Why does find() return None even when the tag exists?

This usually comes down to namespaces or an incorrect search path. ElementTree may store namespaced tags in an expanded form that doesn’t match what you see in the raw XML. Printing a sample parsed tag often reveals what’s actually happening.

When should I use iterparse() instead of parse()?

Use iterparse() when the XML file is large enough to cause memory issues. It lets you process one element at a time instead of loading the entire document into memory. For small files, parse() is still simpler and easier to work with.

Can Python handle messy or inconsistent XML?

Strict parsers expect well-formed XML and will fail when the structure is broken. If you need best-effort extraction, lxml with recovery enabled or BeautifulSoup in XML mode can help, as long as you accept looser parsing rules.

Is XML parsing safe by default in Python?
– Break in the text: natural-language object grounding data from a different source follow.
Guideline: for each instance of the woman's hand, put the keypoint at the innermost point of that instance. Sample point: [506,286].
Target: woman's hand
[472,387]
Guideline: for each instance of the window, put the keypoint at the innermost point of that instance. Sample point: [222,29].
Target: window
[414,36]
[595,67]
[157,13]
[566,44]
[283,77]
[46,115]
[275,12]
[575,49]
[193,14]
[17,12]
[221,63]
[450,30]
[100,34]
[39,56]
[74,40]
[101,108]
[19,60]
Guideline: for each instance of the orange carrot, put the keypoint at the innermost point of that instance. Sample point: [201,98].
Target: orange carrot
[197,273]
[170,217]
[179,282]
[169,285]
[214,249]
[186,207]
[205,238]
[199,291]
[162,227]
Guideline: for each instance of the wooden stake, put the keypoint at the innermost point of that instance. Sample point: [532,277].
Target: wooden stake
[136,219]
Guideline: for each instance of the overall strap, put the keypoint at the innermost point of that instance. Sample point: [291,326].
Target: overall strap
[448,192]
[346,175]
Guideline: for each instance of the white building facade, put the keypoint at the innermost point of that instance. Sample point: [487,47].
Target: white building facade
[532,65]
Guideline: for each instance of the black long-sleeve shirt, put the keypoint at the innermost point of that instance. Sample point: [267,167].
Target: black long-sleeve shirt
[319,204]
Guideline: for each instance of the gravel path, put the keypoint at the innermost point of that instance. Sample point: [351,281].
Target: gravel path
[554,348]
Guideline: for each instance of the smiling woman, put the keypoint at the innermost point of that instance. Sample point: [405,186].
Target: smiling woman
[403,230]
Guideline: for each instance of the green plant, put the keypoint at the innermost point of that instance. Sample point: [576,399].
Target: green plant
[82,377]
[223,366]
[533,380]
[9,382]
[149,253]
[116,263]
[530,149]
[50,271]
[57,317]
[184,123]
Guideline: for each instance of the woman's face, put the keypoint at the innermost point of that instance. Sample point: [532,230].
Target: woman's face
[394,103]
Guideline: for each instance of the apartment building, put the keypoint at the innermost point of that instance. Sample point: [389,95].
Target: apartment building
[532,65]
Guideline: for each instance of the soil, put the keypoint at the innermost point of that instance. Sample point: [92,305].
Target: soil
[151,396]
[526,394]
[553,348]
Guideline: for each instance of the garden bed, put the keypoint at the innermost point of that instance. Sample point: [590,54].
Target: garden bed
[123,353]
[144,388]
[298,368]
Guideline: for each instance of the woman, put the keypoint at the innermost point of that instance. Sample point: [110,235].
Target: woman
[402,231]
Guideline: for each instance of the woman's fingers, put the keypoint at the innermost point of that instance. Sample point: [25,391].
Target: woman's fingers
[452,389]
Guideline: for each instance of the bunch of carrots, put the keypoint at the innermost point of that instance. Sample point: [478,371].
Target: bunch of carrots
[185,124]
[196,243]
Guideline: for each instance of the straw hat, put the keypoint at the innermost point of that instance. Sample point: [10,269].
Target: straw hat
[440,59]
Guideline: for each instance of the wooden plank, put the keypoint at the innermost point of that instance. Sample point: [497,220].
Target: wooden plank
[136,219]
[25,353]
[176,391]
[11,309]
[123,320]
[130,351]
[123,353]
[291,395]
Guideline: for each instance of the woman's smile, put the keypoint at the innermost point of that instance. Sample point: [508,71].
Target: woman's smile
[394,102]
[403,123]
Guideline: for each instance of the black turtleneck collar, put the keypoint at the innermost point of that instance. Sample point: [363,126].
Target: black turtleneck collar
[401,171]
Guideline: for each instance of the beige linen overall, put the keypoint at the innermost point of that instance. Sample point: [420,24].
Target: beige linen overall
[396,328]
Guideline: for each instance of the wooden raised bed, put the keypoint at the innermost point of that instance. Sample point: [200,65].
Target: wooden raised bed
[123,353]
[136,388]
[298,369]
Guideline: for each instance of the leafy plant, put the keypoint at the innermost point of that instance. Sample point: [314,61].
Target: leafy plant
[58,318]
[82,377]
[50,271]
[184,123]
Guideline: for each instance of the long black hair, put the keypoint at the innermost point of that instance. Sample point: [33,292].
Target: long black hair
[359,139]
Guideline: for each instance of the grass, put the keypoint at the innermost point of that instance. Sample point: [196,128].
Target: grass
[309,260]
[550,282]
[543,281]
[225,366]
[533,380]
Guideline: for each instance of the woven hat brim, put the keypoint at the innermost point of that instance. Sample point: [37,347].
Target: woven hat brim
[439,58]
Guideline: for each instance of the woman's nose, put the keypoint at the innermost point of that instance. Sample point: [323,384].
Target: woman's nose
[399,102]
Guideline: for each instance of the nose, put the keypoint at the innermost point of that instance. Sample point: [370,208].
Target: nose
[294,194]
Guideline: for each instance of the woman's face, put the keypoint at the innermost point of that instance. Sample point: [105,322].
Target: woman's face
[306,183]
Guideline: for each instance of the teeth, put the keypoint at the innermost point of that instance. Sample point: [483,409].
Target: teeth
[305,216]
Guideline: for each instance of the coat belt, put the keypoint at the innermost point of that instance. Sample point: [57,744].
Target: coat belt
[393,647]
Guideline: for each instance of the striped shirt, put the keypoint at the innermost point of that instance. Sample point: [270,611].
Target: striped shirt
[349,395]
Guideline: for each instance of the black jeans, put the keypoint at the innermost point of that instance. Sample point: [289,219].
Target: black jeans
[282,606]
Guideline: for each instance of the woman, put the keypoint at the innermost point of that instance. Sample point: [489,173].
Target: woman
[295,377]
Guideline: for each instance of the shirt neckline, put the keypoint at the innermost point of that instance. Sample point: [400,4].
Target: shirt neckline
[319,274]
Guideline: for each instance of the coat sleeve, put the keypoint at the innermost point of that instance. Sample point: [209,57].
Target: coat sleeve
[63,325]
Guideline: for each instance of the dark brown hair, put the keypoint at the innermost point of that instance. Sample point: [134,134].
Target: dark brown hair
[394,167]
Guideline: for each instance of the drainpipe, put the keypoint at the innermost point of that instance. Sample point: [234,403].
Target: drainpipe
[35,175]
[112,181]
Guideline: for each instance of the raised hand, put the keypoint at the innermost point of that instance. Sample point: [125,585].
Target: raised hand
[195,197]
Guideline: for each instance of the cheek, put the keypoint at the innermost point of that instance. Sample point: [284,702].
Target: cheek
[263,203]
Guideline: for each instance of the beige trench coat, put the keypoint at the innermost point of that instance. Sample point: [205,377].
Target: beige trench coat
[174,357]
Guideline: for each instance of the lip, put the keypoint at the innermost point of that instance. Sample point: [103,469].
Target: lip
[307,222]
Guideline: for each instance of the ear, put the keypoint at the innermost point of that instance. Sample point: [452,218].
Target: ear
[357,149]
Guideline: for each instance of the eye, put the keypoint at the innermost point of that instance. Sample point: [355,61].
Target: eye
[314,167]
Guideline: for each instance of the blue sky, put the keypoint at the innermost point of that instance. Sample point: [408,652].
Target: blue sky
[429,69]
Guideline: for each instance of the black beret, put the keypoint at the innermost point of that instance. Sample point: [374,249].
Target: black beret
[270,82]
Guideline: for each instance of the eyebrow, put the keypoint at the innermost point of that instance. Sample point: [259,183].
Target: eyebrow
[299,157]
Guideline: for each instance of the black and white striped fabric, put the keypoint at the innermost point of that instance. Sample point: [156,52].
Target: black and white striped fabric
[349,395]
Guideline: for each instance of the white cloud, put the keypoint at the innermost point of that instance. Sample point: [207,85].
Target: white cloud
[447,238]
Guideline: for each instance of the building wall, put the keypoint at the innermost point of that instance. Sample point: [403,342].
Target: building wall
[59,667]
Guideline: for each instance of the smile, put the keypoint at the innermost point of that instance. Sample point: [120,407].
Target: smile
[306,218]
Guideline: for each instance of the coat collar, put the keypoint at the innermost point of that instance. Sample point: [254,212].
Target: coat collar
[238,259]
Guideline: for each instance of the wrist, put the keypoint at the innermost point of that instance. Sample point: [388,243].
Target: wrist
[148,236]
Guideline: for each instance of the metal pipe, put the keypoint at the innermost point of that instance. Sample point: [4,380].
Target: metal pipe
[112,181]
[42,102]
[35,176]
Parsing trusted XML is generally safe, but untrusted input can cause performance or resource problems. Using safer defaults like defusedxml, streaming large files, and restricting parser features helps keep things predictable.

How to parse XML in Python?

02.03.202610 minutes

XML is commonly used in RSS feeds, sitemaps, configuration files, and some older APIs. Even if it’s not part of your daily workflow, Python developers often run into XML when they need to parse structured data from these sources.

This guide shows how to parse XML in Python, the practical way. We’ll cover reading XML from files, strings, and URLs, handling namespaces correctly, and working with large XML files without memory issues. By the end, you’ll know exactly which tools to use and why.

What XML Parsing Means In Python

In Python, XML parsing means reading an XML document and converting it into a structure your code can work with directly. Instead of handling raw text, Python represents the XML as a tree of elements that you can navigate and query.

Each tag in the XML becomes an element in that tree. Nested tags form parent and child relationships, while attributes are stored as simple key-value pairs. Once the document is parsed, you can move through this structure, extract values, and transform the data into formats like lists, dictionaries, or CSV files.

Parsing does not change the XML itself. It simply gives you access to its contents in a controlled and predictable way. What you do with that data next depends on your use case, whether that’s analysis, storage, or further processing.

Choose The Right XML Parser

XML parsing in Python isn’t one fixed workflow. The best approach depends on what the XML looks like and what you’re trying to do with it. The key is starting with a reliable default, then switching only when the input or requirements push you there.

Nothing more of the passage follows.